Il buco nero è dovuto ad un trauma che il ragazzo ha subito durante la sua infanzia, quando ha visto un francese con la faccia di Downey Jr. (ancora) e gli occhi azzurri come i suoi approfittare di sua madre ogni mese non si sa bene dietro quale accordo. Con questo ricordo probabilmente la miniserie vuole suggerirci come il padre del Capitano possa essere proprio quel così familiare uomo francese. Se ciò fosse vero allora si spiegherebbe con l’origine tossica il motivo per cui il ragazzo è stato spinto per tutta la vita a combattere la propria dualità.
Ancora nella memoria risiede la soluzione all’ultima prova della rieducazione. Per superarla bisogna saper rispondere ad una semplice domanda: “Che cosa c’è di più prezioso dell’indipendenza e della libertà?”. Il Capitano sa benissimo la risposta o, almeno, un tempo era sicuro di saperla, ma non gli viene più in mente, fino a quando, semplicemente, sussurra “niente”. Test finito, ora il nostro può considerarsi rieducato, ma non indipendente né tanto meno libero. Questa consapevolezza lo invade come invade il suo amico mascherato. Mẫn, il quale non ha infatti mai voluto il Capitano tornasse in patria, perché convinto a buona ragione che non si sarebbe mai riuscito a reintegrare se non rinunciando alla sua natura. Un esercizio che, dopo anni di guerra, non vale la pena fare.

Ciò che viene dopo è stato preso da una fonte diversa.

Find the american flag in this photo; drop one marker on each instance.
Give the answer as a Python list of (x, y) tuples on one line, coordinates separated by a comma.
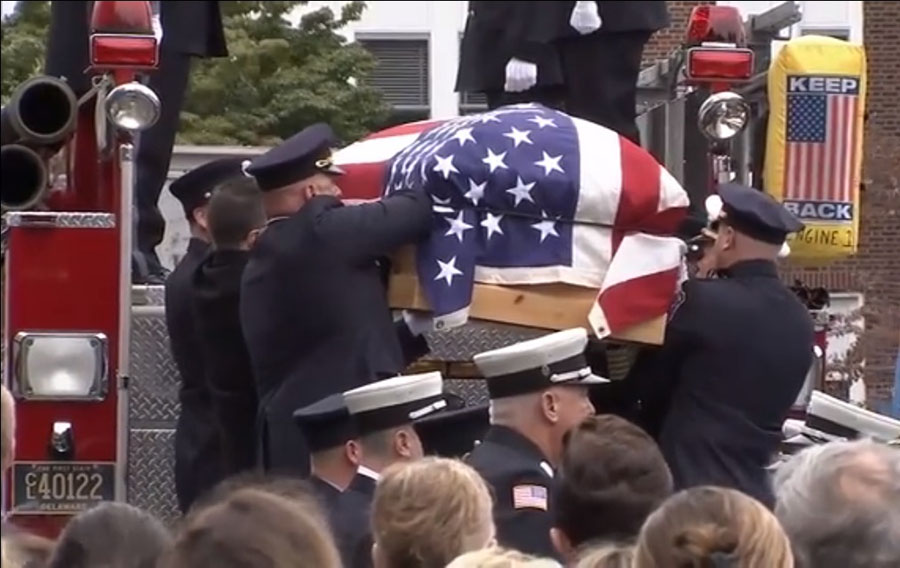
[(822, 134), (529, 195)]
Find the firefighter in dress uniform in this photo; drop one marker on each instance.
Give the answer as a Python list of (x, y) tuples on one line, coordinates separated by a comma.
[(334, 450), (314, 305), (737, 351), (236, 217), (538, 391), (585, 56), (189, 29), (384, 414), (198, 453)]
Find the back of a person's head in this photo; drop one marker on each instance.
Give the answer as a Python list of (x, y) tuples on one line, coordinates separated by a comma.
[(427, 512), (111, 535), (496, 557), (606, 556), (253, 528), (612, 476), (7, 428), (235, 209), (711, 526), (21, 549), (839, 503)]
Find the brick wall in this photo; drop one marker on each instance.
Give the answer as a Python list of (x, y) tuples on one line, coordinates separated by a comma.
[(875, 270), (664, 40)]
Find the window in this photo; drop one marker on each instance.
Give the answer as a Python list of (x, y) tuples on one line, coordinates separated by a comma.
[(836, 32), (402, 74)]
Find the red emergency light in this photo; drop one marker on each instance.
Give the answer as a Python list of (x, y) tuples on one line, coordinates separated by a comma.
[(716, 24), (713, 64), (122, 36)]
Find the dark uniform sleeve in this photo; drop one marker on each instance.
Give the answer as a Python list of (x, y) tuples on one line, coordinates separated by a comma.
[(656, 370), (370, 230), (413, 346), (522, 513)]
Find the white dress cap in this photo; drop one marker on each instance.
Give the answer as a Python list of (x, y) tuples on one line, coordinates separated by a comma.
[(393, 392), (557, 358)]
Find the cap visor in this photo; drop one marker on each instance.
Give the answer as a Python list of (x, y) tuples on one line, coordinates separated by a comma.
[(592, 379)]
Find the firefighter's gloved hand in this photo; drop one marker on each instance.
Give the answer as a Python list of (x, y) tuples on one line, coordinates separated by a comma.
[(520, 75), (585, 17), (418, 322)]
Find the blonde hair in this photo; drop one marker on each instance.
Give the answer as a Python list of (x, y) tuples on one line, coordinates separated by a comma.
[(606, 556), (696, 526), (427, 512), (496, 557), (7, 428), (254, 527)]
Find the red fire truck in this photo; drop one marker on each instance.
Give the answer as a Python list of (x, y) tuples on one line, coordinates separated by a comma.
[(67, 301), (86, 353)]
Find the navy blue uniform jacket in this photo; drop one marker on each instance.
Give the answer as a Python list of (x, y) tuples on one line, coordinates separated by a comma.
[(736, 355), (314, 310)]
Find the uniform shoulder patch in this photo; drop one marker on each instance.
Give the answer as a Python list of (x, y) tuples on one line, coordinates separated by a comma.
[(530, 497)]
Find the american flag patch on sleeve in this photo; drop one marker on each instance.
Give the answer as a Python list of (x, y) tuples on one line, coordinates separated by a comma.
[(530, 497)]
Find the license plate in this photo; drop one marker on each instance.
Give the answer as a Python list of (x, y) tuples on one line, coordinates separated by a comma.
[(61, 488)]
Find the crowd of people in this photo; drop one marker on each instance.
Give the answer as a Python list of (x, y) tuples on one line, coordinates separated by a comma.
[(613, 505)]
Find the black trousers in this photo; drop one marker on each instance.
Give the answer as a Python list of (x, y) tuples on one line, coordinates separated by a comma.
[(154, 153), (600, 73)]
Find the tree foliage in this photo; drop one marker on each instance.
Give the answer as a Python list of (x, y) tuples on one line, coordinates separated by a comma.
[(277, 79)]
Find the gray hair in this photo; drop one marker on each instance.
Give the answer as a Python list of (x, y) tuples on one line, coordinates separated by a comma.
[(840, 505)]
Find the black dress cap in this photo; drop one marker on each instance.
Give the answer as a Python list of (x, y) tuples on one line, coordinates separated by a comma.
[(756, 214), (325, 424), (194, 188), (302, 155)]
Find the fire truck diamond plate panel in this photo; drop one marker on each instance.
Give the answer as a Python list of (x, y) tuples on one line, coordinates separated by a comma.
[(151, 473), (153, 408)]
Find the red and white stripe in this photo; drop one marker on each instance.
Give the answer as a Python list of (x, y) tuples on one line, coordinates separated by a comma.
[(825, 171)]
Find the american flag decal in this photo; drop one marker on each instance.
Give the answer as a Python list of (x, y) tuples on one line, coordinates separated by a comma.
[(530, 497), (820, 150)]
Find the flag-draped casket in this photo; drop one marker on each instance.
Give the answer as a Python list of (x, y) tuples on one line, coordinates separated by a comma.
[(528, 198)]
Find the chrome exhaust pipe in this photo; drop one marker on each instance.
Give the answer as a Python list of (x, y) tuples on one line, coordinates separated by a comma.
[(41, 112), (24, 176)]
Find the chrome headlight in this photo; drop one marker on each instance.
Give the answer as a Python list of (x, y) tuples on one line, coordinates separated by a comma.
[(61, 366), (723, 115), (132, 106)]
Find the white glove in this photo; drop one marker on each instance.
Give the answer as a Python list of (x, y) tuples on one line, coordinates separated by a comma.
[(418, 322), (520, 76), (585, 17)]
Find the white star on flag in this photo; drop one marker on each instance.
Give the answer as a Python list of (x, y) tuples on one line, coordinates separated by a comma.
[(542, 122), (522, 191), (550, 164), (495, 160), (476, 191), (519, 136), (492, 224), (447, 271), (464, 135), (457, 227), (445, 166), (546, 227)]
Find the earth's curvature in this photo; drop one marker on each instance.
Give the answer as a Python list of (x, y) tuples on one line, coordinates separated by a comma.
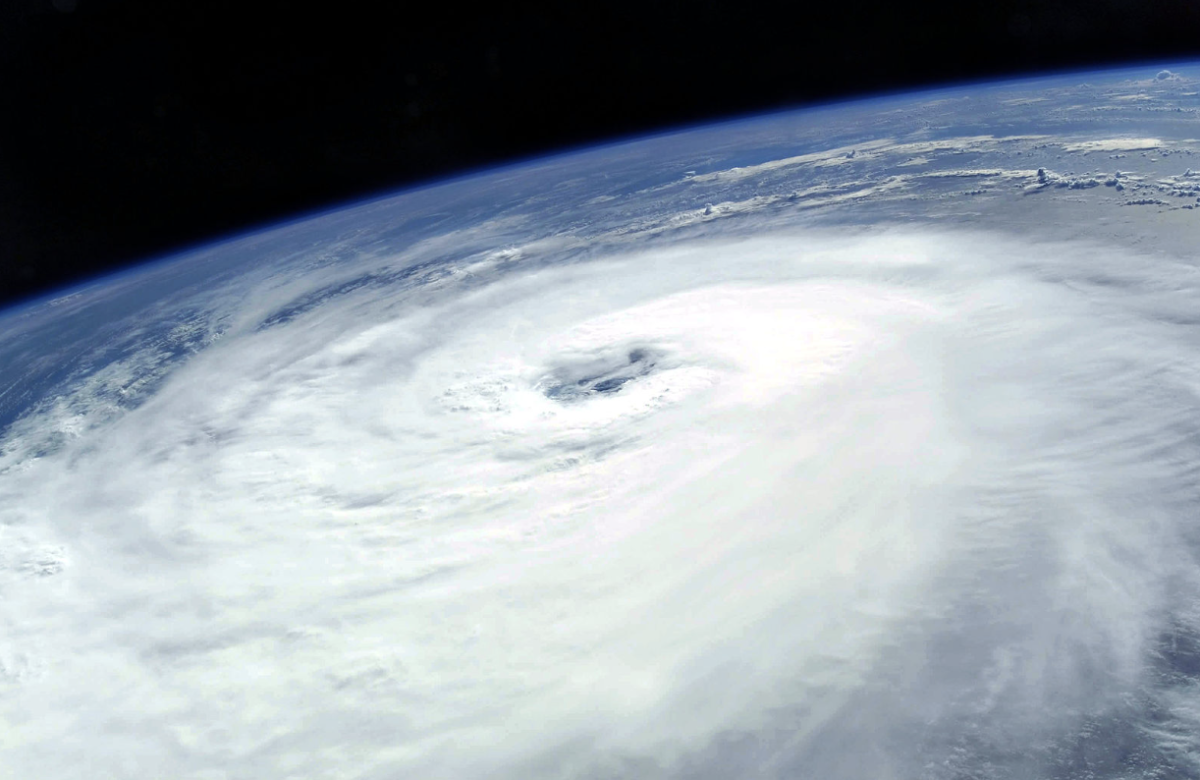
[(852, 443)]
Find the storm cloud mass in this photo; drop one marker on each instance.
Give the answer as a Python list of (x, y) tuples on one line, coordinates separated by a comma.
[(814, 501)]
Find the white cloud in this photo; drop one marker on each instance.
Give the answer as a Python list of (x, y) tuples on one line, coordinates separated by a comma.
[(910, 492)]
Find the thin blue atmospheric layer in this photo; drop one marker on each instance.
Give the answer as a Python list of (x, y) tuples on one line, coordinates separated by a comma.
[(53, 342)]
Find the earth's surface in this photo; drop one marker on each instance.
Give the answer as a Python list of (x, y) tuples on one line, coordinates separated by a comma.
[(852, 443)]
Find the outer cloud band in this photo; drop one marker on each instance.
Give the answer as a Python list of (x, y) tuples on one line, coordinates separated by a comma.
[(877, 507)]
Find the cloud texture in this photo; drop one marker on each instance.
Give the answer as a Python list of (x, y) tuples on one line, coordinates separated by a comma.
[(887, 504)]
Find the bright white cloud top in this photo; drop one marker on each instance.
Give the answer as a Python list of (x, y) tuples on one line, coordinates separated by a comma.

Il Capitano quindi scappa dal campo con la complicità del suo amico salvando anche Bốn. I due poi si imbarcano per fuggire di nuovo dal Paese, destinazione “chissà dove” e con il 50% di arrivare. Il Simpatizzante si chiude con il protagonista dagli occhi azzurri, rivoluzionario anche davanti al niente, che guarda la riva da cui sta partendo. Lì, in lontananza, i fantasmi di tutti quelli che sono morti durante la guerra, che esigono di essere ricordati quando chi alla fine sopravvivrà riuscirà a riscrivere e a ricominciare.